Loebel A D, Lieberman J A, Alvir J M, Mayerhoff D I, Geisler S H, Szymanski S R
Research Department, Long Island Jewish-Hillside Medical Center, Glen Oaks 11004.
Am J Psychiatry. 1992 Sep;149(9):1183-8. doi: 10.1176/ajp.149.9.1183.
This study was undertaken to assess the potential effect of duration of untreated illness on outcome in a group of first-episode schizophrenic patients.
Seventy patients with schizophrenia diagnosed according to the Research Diagnostic Criteria entered the study and were followed for up to 3 years. All patients received standardized treatment and uniform assessments both during the acute phase of their illness and throughout the follow-up period. Outcome was measured in terms of time to remission of acute psychotic symptoms as well as degree of symptom remission.
The mean duration of psychotic symptoms before initial treatment was 52 weeks, preceded by a substantial prepsychotic period. According to survival analysis, duration of illness before treatment was found to be significantly associated with time to remission as well as with level of remission. The effect of duration of illness on outcome remained significant when diagnosis and gender variables, themselves associated with outcome, were controlled in a regression analysis. Duration of illness was not correlated with age at onset, mode of onset, premorbid adjustment, or severity of illness at entry into the study.
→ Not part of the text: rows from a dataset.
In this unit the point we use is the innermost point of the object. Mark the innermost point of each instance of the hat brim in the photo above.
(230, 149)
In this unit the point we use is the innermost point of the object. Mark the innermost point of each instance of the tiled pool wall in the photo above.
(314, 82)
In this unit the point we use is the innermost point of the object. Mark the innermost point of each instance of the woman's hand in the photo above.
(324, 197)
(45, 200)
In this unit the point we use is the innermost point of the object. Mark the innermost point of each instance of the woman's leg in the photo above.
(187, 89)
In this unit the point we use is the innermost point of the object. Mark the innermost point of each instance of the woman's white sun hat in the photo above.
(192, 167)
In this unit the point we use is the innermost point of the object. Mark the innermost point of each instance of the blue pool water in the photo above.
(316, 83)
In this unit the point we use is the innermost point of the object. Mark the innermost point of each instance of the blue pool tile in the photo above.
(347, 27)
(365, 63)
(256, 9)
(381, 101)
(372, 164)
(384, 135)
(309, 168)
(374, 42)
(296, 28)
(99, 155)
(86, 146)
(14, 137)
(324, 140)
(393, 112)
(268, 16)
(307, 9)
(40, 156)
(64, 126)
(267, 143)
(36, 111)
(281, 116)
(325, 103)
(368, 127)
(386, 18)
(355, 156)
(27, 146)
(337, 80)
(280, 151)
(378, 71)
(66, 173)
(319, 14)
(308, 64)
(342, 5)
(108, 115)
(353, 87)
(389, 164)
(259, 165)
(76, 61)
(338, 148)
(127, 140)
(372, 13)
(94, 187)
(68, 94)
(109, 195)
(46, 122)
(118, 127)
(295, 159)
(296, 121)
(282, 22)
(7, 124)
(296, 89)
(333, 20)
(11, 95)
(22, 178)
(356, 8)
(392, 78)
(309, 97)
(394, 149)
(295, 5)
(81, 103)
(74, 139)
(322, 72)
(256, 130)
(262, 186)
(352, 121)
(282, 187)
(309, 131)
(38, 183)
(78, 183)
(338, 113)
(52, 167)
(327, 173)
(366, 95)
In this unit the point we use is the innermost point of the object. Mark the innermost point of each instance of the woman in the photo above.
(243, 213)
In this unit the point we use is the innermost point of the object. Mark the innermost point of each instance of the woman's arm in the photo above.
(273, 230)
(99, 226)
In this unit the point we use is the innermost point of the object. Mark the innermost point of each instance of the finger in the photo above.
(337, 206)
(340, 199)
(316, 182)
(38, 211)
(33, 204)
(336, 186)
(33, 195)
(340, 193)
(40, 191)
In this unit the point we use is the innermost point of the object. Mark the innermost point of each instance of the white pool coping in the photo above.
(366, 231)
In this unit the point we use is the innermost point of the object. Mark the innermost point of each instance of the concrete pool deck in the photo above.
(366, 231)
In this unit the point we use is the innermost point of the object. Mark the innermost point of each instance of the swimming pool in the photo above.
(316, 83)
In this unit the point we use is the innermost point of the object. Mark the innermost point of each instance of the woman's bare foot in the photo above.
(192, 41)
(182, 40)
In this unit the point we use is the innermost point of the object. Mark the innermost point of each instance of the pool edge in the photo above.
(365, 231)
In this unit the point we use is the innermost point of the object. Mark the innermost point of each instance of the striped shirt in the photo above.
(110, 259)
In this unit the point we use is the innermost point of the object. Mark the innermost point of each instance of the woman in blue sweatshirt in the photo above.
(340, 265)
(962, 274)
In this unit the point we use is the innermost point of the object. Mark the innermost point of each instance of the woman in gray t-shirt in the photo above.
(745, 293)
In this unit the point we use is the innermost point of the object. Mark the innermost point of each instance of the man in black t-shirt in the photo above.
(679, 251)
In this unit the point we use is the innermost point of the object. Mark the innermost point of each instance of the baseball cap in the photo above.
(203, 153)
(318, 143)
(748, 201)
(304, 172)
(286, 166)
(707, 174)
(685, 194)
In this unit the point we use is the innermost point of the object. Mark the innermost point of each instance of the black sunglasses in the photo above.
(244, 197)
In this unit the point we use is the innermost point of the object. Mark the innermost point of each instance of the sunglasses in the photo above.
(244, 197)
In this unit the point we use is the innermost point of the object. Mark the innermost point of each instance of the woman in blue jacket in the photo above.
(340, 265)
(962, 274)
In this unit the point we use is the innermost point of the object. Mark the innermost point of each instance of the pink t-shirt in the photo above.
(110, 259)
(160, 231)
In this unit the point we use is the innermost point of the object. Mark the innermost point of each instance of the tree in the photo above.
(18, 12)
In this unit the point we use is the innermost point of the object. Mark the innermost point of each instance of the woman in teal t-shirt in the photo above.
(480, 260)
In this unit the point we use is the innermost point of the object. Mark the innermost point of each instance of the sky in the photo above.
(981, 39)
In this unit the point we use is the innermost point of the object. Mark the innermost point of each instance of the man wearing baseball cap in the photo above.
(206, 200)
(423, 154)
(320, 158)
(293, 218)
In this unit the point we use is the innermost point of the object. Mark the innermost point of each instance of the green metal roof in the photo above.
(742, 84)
Duration of psychosis before treatment may be an important predictor of outcome in first-episode schizophrenia. Acute psychotic symptoms could reflect an active morbid process which, if not ameliorated by neuroleptic drug treatment, may result in lasting morbidity. Further implications of these findings are discussed.
本研究旨在评估未经治疗的疾病持续时间对一组首发精神分裂症患者预后的潜在影响。
70例根据研究诊断标准确诊为精神分裂症的患者进入本研究,并随访长达3年。所有患者在疾病急性期及整个随访期间均接受标准化治疗和统一评估。预后通过急性精神病性症状缓解时间以及症状缓解程度来衡量。
初始治疗前精神病性症状的平均持续时间为52周,在此之前有一段相当长的精神病前期。根据生存分析,发现治疗前的疾病持续时间与缓解时间以及缓解水平显著相关。在回归分析中,当控制与预后相关的诊断和性别变量时,疾病持续时间对预后的影响仍然显著。疾病持续时间与发病年龄、发病方式、病前适应或进入研究时的疾病严重程度均无相关性。
治疗前精神病的持续时间可能是首发精神分裂症预后的重要预测指标。急性精神病性症状可能反映了一个活跃的病态过程,如果未通过抗精神病药物治疗得到改善,可能会导致持久的发病。讨论了这些发现的进一步意义。